Uncertainty shrouds providers of services exports as the government is yet to decide on the continuation of the Services Export from India Scheme (SEIS), which offers incentives to eligible exporters based on net foreign exchange earned by them in the new Foreign Trade Policy (FTP) to be announced on April 1.

“Due to the resource crunch that the government is facing due to Covid-19, the Commerce Ministry is unsure about continuing with the SEIS in the new FTP. However, there is a realisation that the services sector does need some kind of support to prop up exports as there aren’t many options,” an official tracking the matter told BusinessLine . Exporters of goods have other incentives such as the new Remission of Duties and Taxes on Exported Products (RoDTEP) and the interest subvention scheme on offer.“Services exporters do not have access to many of the schemes available to exporters of goods. Hence, the SEIS support is very important to them,” he said.

Rewards eligibility

Under the SEIS, providers of notified services are eligible for rewards in the form of duty credit scrips between 5 per cent and 7 per cent on the net foreign exchange earned.

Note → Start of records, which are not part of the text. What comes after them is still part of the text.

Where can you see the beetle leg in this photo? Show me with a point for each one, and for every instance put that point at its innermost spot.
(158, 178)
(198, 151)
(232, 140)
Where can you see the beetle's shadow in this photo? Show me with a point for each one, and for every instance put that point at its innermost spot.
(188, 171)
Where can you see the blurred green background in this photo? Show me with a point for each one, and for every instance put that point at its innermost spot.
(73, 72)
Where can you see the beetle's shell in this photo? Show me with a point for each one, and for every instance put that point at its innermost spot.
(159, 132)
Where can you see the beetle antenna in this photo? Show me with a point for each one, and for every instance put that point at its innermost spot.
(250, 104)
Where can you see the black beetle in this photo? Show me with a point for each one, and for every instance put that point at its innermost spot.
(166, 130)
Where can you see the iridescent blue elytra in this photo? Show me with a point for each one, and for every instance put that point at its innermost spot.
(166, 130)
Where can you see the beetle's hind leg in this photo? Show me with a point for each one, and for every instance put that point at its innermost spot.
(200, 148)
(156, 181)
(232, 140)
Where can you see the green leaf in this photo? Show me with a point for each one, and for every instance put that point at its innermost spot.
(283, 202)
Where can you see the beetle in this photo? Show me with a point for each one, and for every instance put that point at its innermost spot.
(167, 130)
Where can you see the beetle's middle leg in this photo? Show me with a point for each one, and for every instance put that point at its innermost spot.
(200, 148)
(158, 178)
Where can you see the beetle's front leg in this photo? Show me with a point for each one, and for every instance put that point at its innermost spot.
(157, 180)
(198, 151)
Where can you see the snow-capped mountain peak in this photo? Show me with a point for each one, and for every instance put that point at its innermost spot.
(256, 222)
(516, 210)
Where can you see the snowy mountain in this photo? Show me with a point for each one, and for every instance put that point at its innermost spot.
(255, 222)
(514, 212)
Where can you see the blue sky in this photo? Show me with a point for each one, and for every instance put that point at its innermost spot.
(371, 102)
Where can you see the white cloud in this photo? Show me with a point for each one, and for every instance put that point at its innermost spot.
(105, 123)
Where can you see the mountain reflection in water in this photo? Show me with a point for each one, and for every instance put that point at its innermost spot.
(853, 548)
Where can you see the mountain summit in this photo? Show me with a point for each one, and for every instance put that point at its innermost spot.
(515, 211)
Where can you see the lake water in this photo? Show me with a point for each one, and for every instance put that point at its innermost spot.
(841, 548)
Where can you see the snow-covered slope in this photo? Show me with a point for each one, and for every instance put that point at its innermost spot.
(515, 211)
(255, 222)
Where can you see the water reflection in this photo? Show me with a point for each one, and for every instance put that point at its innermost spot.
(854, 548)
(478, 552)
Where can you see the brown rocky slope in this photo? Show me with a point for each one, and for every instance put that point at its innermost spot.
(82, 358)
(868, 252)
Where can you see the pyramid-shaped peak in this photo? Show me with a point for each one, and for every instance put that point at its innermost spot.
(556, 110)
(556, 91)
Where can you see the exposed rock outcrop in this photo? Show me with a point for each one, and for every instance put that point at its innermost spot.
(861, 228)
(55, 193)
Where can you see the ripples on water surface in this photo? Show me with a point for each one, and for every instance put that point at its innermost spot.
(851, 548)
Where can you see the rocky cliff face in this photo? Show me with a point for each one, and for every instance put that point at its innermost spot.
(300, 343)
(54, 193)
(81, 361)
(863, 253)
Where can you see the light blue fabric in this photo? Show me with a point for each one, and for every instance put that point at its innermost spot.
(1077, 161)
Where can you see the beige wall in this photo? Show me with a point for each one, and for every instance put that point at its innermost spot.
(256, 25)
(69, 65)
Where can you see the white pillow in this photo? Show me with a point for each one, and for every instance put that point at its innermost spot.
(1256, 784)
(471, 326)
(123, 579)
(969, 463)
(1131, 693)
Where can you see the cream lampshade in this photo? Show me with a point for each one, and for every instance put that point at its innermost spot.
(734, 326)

“The annual expenditure under the MEIS is unlikely to be over ₹3,000 crore annually, which is small compared to the allocation for the goods sector. But with the Centre strictly looking at ways to curb its spending, there is uncertainty,” the official said. There is also no clarity over whether they would get their SEIS claims for 2019-20 as there has been no formal notification from the government.

In a letter to Finance Minister Nirmala Sitharaman last month, the Services Exports Promotion Council (SEPC) said, “The services sector, in particular travel and tourism, healthcare, education, and aviation, is reeling under the impact of Covid-19 and the survival of mid-size and smaller companies are at stake. SEIS can provide some relief towards business continuity and securing retention of work force,” the letter pointed out.

Won’t fall foul of WTO

Services exports have posted a lower decline of 6.29 per cent to $168.35 billion in the pandemic-hit April-January 2021 period compared to goods exports that declined 13.58 per cent to $228.25 billion in the same period.

One factor that could go in favour of continuation of the SEIS is that unlike the MEIS, it has not run into trouble at the WTO as India’s commitments on services at the multilateral body is much lower than in goods.

“Meetings are on within the government to finalise the FTP. Hopefully, a decision on the SEIS will be taken soon depending on the priority that is given by the government to the scheme and the budget,” the official said.